PDA

View Full Version : [ubuntu] Problem with cyrillic fonts support



madtyn
July 2nd, 2011, 01:01 AM
Hi,

my problem is that I can't extract some files because of a problem with cyrillic fonts (at least, this is what I suspect).

The point is that I download some kind of files, which are fully functional to extract and open in windows but in Ubuntu trying the same thing, ends with an error.

Files are downloaded from a russian web, so I think the fonts are cyrillic, which is the root of the problem. In windows they are shown as some kind of rare ASCII string but it's OK to open them.
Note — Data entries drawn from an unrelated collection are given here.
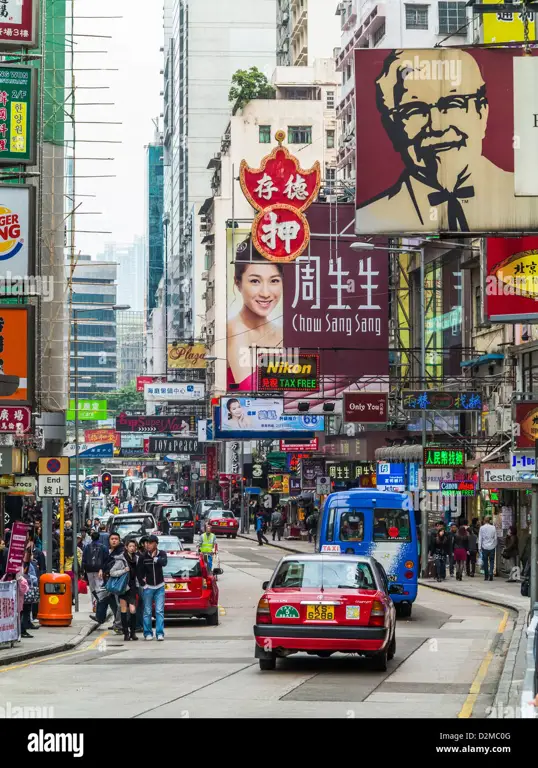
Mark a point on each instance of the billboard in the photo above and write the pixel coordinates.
(17, 353)
(18, 24)
(175, 391)
(18, 115)
(17, 225)
(329, 301)
(511, 286)
(186, 356)
(435, 137)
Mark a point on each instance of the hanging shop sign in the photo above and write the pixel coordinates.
(365, 407)
(18, 24)
(526, 424)
(187, 356)
(16, 354)
(280, 190)
(442, 401)
(278, 374)
(498, 476)
(18, 125)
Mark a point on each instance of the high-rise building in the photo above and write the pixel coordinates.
(388, 24)
(206, 42)
(154, 223)
(306, 30)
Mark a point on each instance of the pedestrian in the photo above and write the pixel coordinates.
(487, 544)
(128, 598)
(260, 522)
(93, 562)
(452, 533)
(439, 551)
(151, 578)
(472, 551)
(460, 550)
(511, 554)
(276, 524)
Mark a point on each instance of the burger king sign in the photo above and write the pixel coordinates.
(16, 231)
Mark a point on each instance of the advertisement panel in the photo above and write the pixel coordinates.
(511, 289)
(458, 178)
(186, 356)
(298, 316)
(19, 24)
(18, 124)
(366, 407)
(526, 420)
(17, 345)
(263, 415)
(174, 391)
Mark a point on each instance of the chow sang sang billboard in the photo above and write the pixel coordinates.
(327, 302)
(435, 138)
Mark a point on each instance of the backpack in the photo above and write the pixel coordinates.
(94, 557)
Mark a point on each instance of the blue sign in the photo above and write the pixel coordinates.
(105, 450)
(390, 474)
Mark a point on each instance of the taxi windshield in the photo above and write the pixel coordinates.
(338, 574)
(182, 568)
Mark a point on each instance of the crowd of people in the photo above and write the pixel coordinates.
(462, 545)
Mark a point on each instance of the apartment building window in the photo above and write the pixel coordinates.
(416, 17)
(379, 34)
(300, 134)
(265, 134)
(452, 16)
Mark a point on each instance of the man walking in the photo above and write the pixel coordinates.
(151, 578)
(487, 544)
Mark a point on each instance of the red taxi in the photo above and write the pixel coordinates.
(322, 604)
(222, 522)
(190, 591)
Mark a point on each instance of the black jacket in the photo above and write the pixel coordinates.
(150, 569)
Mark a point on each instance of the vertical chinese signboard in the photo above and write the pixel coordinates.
(18, 24)
(18, 88)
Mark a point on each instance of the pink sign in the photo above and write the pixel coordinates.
(17, 545)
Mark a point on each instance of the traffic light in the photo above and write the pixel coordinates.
(106, 483)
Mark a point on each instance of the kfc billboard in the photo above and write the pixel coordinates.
(511, 289)
(435, 141)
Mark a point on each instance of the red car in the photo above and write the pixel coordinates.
(222, 522)
(190, 591)
(322, 604)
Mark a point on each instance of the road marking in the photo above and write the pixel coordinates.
(91, 647)
(467, 709)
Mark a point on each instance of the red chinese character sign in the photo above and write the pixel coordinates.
(281, 191)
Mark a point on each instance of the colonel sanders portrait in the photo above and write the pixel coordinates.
(434, 108)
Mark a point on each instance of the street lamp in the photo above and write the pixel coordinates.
(76, 311)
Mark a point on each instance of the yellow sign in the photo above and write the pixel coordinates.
(505, 26)
(53, 465)
(186, 356)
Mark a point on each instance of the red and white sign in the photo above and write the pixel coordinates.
(287, 447)
(15, 420)
(18, 23)
(281, 191)
(365, 407)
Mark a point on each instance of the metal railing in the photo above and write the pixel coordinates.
(530, 681)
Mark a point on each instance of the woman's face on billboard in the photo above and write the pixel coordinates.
(261, 288)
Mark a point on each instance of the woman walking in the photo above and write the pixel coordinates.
(461, 549)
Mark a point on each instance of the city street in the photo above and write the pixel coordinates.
(451, 644)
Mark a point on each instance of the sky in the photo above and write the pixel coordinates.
(132, 99)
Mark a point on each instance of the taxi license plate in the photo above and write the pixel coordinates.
(320, 612)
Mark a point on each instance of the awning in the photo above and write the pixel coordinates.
(482, 360)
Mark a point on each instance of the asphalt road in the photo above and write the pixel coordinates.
(450, 644)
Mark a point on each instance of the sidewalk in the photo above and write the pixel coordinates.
(49, 640)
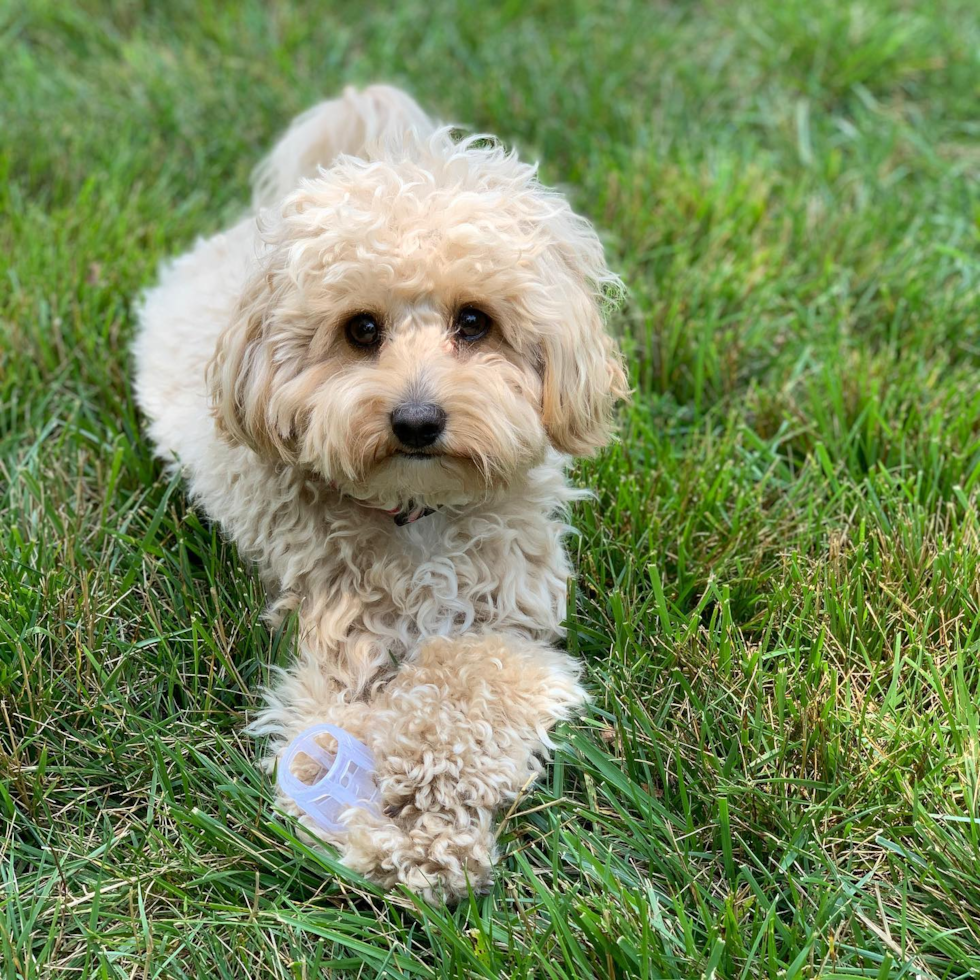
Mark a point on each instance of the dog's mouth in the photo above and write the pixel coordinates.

The problem when trying in Ubuntu is that the file is shown as a large string with question marks '?' replacing all non-latin characters and it may cause problem, as it is the wildcard shell character in Linux. Renaming the file seems as an impossible task too.

I have to process many of these files. Does Anyone know how can I avoid windows to do this?

I tried to install many packages for cyrillic/russian support through synaptic nut it didn't seem to work.

Thank you very much.

prodigy_
July 2nd, 2011, 01:17 AM
The problem when trying in Ubuntu is that the file is shown as a large string with question marks '?' replacing all non-latin characters and it may cause problem, as it is the wildcard shell character in Linux. Renaming the file seems as an impossible task too.
You mean these files are supposed to have cyrillic names?

Enigmapond
July 2nd, 2011, 01:38 AM
Hi,

my problem is that I can't extract some files because of a problem with cyrillic fonts (at least, this is what I suspect).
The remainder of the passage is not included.